Nas redes sociais, o presidente da Câmara Municipal, Edicarlos Vieira (União), já vem apresentando pautas que pretende defender na disputa por uma vaga na Assembleia Legislativa. O vereador tem reforçado a necessidade de ampliar a representatividade da Região que não elege deputados estaduais ou federais desde 2014. “Acredito muito que a política, lá na Assembleia Legislativa, precisa ter a cara de quem vive a realidade dos bairros”. Vieira defende investimentos em mobilidade regional, fortalecimento da saúde pública, ampliação da habitação popular, preservação da Serra do Japi e mais recursos para educação e inovação na região.

Também pré-candidato a deputado estadual, Dika Xique-Xique (Podemos) afirma que suas principais bandeiras são a inclusão social e o incentivo ao esporte. O vereador também destaca a saúde como uma das áreas prioritárias de atuação. Segundo ele, caso seja eleito para a Assembleia Legislativa, pretende buscar recursos por meio de emendas parlamentares para atender demandas. “A inclusão social é nossa principal bandeira, sem deixar de lado o esporte e a saúde, que continua sendo um dos grandes gargalos enfrentados pela população”, afirmou.

Faouaz Taha (PSD) afirmou que a candidatura à Assembleia Legislativa tem como objetivo ampliar a representatividade da Região Metropolitana de Jundiaí no Estado com  pautas que já defendeu citando “luta pela causa animal, mais castração, rotas esportivas com pontos de hidratação e defesa dos idosos. O vereador acrescenta que é preciso "colocar a região como protagonista na busca por recursos e serviços", em referência ao fato de a Região Metropolitana de Jundiaí estar há mais de uma década sem um representante próprio na Assembleia Legislativa.

Em pré-campanha para deputado estadual, Leandro Basson (Podemos), tem como principais bandeiras o enfrentamento à dependência química e a segurança pública. Entre as propostas já apresentadas estão a criação de um centro especializado para atendimento de dependentes químicos, com possibilidade de internação compulsória nos casos previstos em lei, além da integração entre assistência social e segurança pública para combater furtos e a degradação de espaços urbanos. Procurado pela reportagem para detalhar suas principais propostas para a disputa eleitoral, o vereador não retornou até o fechamento desta edição.
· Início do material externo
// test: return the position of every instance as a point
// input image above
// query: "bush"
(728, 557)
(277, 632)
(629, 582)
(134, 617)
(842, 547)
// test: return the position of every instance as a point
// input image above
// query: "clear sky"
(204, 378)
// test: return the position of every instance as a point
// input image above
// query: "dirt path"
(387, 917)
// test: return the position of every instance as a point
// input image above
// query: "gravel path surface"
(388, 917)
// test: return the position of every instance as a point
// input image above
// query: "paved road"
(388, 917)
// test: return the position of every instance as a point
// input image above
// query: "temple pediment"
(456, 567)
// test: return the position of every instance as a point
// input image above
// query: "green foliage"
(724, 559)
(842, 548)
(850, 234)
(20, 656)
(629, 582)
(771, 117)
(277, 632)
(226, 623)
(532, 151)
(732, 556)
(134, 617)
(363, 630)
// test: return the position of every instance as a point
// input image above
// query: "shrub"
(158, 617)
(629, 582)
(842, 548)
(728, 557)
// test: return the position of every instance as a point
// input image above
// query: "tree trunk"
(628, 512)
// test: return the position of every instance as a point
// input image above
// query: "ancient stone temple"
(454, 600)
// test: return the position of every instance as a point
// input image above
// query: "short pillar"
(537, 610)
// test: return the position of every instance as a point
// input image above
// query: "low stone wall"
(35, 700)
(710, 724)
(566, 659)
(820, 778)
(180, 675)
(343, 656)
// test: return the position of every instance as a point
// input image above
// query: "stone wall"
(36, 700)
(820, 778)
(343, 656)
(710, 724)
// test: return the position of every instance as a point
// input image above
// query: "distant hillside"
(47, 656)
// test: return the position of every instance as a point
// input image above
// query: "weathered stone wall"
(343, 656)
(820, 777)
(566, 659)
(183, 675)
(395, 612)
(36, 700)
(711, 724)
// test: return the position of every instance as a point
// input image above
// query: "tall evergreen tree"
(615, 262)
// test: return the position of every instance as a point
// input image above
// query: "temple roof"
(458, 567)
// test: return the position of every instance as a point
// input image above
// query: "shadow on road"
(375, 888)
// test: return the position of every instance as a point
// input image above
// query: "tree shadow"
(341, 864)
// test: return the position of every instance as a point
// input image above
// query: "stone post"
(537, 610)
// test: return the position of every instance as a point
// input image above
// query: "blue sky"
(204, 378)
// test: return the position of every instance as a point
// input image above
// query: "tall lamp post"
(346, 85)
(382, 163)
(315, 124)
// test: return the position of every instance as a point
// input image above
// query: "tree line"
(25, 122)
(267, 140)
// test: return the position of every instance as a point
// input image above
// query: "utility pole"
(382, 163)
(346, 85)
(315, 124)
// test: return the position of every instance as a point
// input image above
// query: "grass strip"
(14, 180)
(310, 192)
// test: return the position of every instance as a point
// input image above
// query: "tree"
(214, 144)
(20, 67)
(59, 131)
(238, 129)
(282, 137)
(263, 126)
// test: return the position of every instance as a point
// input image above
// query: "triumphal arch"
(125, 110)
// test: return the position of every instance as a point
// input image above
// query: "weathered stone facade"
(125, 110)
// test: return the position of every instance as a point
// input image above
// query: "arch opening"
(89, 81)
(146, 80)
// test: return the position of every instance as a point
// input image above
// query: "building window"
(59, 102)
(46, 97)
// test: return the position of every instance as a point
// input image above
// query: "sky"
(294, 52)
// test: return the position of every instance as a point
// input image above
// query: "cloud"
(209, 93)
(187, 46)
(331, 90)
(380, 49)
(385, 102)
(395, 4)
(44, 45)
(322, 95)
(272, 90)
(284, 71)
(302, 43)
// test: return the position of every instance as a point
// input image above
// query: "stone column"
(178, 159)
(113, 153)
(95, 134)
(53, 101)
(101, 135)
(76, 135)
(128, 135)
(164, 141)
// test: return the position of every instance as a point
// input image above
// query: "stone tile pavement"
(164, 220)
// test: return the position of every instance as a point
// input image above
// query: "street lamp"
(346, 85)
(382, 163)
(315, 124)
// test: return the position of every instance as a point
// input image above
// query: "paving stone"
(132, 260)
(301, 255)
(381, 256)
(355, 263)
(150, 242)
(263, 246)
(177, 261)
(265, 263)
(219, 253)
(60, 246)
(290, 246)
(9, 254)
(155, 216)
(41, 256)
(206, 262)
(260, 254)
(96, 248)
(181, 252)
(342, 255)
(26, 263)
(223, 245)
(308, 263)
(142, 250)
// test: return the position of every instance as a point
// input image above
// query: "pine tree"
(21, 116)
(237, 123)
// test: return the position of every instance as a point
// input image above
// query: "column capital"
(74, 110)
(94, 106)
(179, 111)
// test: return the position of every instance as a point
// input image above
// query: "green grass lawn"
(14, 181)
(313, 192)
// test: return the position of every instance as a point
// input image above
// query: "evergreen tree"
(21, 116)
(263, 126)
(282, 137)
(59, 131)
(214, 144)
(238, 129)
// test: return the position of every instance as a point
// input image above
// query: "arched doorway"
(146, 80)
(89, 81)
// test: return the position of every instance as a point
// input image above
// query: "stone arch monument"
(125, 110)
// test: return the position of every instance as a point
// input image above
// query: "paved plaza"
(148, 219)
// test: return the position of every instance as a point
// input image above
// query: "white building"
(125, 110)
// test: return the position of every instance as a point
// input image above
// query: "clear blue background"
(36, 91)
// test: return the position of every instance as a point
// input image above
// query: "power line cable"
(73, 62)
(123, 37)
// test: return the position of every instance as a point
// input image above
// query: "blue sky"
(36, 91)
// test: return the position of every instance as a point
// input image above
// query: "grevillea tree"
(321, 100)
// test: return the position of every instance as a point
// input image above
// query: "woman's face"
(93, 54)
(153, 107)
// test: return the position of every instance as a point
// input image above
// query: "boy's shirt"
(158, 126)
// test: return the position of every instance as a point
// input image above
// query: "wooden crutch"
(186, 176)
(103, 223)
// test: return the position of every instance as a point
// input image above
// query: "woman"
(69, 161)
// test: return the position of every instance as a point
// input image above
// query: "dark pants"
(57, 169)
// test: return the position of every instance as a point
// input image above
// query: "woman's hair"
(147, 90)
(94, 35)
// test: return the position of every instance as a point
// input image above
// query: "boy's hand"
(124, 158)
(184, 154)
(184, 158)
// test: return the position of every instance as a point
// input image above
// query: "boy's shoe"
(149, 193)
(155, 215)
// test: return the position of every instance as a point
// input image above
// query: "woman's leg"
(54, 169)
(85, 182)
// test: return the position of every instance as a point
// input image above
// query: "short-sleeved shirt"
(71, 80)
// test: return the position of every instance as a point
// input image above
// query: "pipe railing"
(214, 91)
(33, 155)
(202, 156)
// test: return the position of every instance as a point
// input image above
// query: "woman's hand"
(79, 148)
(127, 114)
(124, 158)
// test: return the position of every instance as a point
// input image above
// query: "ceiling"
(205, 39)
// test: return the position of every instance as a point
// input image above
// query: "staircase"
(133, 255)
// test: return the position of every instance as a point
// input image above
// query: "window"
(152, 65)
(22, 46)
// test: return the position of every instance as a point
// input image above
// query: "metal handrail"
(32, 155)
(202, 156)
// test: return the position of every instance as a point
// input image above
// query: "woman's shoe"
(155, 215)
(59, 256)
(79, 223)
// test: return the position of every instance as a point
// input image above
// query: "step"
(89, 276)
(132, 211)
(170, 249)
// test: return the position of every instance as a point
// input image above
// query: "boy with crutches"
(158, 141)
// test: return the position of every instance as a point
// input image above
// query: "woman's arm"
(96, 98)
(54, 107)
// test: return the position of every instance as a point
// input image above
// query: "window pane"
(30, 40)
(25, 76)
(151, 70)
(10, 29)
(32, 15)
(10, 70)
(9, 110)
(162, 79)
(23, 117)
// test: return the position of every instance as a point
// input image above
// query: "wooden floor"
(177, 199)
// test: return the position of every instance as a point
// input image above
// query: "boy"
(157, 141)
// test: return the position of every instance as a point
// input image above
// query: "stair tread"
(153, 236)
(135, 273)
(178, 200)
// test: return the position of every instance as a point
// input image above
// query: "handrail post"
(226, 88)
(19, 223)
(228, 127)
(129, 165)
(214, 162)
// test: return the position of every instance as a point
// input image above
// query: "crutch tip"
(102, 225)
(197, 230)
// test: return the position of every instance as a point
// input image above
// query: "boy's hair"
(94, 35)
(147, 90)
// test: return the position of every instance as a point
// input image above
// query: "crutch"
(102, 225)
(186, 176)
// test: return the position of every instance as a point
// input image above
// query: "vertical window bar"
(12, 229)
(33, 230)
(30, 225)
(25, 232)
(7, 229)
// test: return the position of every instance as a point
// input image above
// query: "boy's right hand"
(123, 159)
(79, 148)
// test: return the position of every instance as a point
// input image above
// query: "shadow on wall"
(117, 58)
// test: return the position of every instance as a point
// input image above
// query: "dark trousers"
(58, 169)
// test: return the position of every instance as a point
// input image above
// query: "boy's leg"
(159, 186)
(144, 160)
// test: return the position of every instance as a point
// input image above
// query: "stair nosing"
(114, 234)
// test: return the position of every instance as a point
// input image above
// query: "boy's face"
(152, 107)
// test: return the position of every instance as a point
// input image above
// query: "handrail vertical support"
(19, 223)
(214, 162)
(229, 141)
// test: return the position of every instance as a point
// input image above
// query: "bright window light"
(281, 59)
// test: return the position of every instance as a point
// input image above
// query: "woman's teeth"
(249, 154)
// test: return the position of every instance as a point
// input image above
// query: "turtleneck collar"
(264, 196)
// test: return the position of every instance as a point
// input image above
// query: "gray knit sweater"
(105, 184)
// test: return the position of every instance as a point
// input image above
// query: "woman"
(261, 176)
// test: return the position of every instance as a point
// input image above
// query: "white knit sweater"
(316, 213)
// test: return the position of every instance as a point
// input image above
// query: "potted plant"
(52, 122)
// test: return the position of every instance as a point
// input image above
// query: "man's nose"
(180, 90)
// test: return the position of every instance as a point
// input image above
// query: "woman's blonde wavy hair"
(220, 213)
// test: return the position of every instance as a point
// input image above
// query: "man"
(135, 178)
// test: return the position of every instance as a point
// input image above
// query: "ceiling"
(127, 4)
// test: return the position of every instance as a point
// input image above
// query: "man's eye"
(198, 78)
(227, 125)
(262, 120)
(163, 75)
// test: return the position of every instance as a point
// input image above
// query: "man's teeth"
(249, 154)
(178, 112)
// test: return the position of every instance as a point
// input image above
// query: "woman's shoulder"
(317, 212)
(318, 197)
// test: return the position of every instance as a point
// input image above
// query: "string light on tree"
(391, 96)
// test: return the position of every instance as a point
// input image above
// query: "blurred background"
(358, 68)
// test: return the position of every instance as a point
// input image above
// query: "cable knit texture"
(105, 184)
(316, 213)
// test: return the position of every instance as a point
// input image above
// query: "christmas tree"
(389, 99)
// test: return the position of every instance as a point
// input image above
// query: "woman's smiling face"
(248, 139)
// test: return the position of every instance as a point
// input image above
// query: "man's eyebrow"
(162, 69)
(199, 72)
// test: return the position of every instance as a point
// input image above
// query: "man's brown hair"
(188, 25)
Para o cientista social André Ramos, o número elevado de candidatos na disputa por cargos de deputado não significa, necessariamente, uma divisão automática dos votos. Segundo ele, o impacto eleitoral dependerá da estratégia adotada por cada candidatura e dos objetivos traçados durante a campanha. Ramos avalia que diferentes cenários podem surgir ao longo do pleito e destaca que as articulações políticas também influenciam o resultado. “Nesse contexto, a estratégia pode tirar, dar ou dividir votos, assim como prejudicar ou ajudar um candidato específico. Um candidato pode entrar na disputa com inúmeros objetivos, independentemente de ganhar ou perder a eleição”, afirma.